Who ever would have thought we might one day succeed?
As that great scrap of sky and cloud, still emberglowing at the edges, peeled loose and fell drifting earthward like a duvet loosed from the clothesline by a sudden gust, we whooped with delight and awe.
And then you with characteristic abandon leapt up, shimmied up the nearest trunk, scrambled high through branches until you touched the sky, and, reaching out, you pulled yourself up, and with hands and feet on windblown billows and bumps and knobs you climbed the cloud. With a joyous ‘Come on!’ shouted back to me you clambered through the hole and disappeared.
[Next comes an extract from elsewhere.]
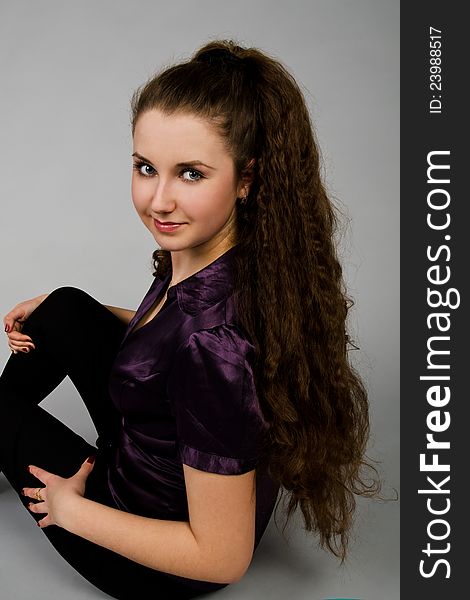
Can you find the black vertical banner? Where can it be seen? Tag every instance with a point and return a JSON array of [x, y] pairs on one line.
[[435, 258]]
But I, ever timid, remained rooted where I was, watching in uncertain agony until the windblown wisps grew back together and the hole burned in the cloud was gone. Vanquished, ashamed, I tremulously picked up that piece of cloud and sky and took it home with me to hide away.
I never saw you again.
Nor did I ever leave our earthbound town. My little life is here, where it always was and always will be, simple and safe. Yet every now and then, in secret, I unfold that ragged sheet of cloud, creased and careworn now with long decades, and wonder what my future would have held had I had your daring.